We hope you enjoyed reading our 2017 Property Market Review and Predictions Part 1- if you didn’t catch it then you can find it here.

Part 1 was all about 2016, the predictions we made last year (and how acurate they were) and what REALLY happened throughout the year….if you cast your mind back- there was a LOT going on.

Part 2 is all about the future, and our recommendations for 2017, some of our predictions are along similar lines to last years and we are expecting this year to be slightly more stable than last (but who knows with a certain new POTUS at the wheel.)

Our Recommendations for 2017:

(Following a similar format to previous years, please find below our thoughts for the market in 2017.)

We remain “confidently optimistic” about the residential property market in 2017 unless some “shocker” occurs! Whilst returns may not be huge, it is a good, positive, stable market; just the sort of market people want exposure to.

As per previous years, we repeat and reiterate that; residential property investment is a long-term investment over a 5+ year time horizon. Predictions over 12 months are provided for interest only, rather than any forecast of investment performance. 

  • Capital values: Direction: upwards, Magnitude: 4%.

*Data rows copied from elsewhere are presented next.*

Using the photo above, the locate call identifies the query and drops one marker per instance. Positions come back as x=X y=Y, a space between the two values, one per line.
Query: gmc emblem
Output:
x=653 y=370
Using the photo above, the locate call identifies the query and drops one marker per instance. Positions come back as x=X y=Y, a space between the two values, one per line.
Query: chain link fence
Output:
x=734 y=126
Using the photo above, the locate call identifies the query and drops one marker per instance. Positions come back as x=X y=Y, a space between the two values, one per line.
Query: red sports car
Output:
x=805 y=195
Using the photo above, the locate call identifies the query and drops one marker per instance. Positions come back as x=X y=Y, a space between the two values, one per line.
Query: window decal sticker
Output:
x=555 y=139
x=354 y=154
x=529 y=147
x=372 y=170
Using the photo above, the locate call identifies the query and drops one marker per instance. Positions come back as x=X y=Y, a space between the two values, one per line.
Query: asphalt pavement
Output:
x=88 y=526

A national house price increase of 6%, or the equivalent of a real house price increase (after inflation of c2%) of 4%. Like last year, and boring I know, but there is nothing wrong with a good steady long term positive return! This the just what we want.

  • Long term capital appreciation: As above, although this will take another 4 years to really appreciate the accuracy of our prediction! Last year we forecast a 5-year capital return of 23%, we have done 6% in 2016, this leaves 17% to achieve by the end of 2020. Combine this with a running net rental yield of say 5% in the Midlands; this is an attractive blended return of capital appreciation and annual rental yield.
  • Regional variations in property prices: The market is highly fragmented and it is imperative that residential property is purchased in the right location (location, location) and at the right price. Same as in 2016, we believe the East Midlands and East of England will continue to outperform the North East, North West, Wales, and South West. The “East” is economically vibrant and will benefit further due to its proximity to London and the South East.
  • Rental growth: Will be 4% again. There is constrained supply of rental stock, whilst demand continues to grow. Job mobility and a generation of younger workers priced out of home-ownership puts further pressure on rental levels over the longer term. Our lettings teams rarely have units on the market for long before they are snapped up.
  • Transaction levels: Will be down a small amount from 2016; expect 1.1 million not 1.231 million or a 10% fall. Tinkering with stamp duty levels does not work; it will not affect the marker per se, but it will affect the revenue streams of estate agents!
  • Interest rates: base rates are presently at 0.25%. We expect a small rise to 0.5% at the end of the year. The rise will be due to rising levels of inflation caused by sterling weakness. This prediction is becoming more and more difficult, suffice to say interest rates will not rise aggressively.
  • House builders: after a poor 2016 we think share prices will be flat in 2017.
  • Prime Central London: A difficult one. We think this will be flat for 2017. Properties under £2m may increase marginally by 2-3%, and Prime Properties above £5m may drop 5%. In between is anyone’s guess and probably more dependent on where in London, what type of property, new build or traditional etc. Due to the weak pound, international buyers are still in the market, what will happen to the pound in 2017 we do not know, but London is far more affected by Brexit and sterling than the rest of the UK.
  • Buy to let sector: Is alive and kicking despite the falling mortgage interest relief (which only affect investors with mortgages, which by the way are less than 50% of investors), and despite the increase in stamp duty for second homes (which can be amortised over 5+years).
  • A couple of other brave (or could they be stupid) predictions for 2017: North Korea will increasingly worry the world (which we predicted in 2016 but I think Trump could reignite with ease), oil prices will trade between $40 and $70 throughout 2017, our stock picks for the year are long Countrywide plc, short Purplebricks, the FTSE will end 2017 lower than it started the year, Brexit negotiations will be generally positive, sterling will strengthen against the euro hitting E1.25 and pre Brexit levels. One of the world leaders will be assassinated.
  • We predict that 2017 predictions will not be our best! We called the market well in 2015 despite not knowing who would govern the UK nor indeed what their economic policies might be. Our predictions were not too bad for 2016 considering Brexit and Trump. We think it might be a bit more stable in 2017, one would hope so, but be prepared for the “unknown unknowns”.

Given our predictions for 2017 above, residential property will be a steady performer. We aren’t looking to shoot the lights out though, this is just the type of market that is ideal for long term residential investment.

More importantly is relative performance; HOW will property compare RELATIVE to the other asset classes of gold, equities, bonds and commodities?

Time will tell, and past performance is no prediction of the future, but the historical attractions of “property” remain as strong today as ever; lower volatility, a tangible asset, a real asset with real tenants, an investment that is easily understood, and in an environment of limited supply and increasing demand.

No wonder pension investors think property is the best asset class.

In an increasingly unstable world, we believe the lower risk returns of residential property will prove attractive to many investors.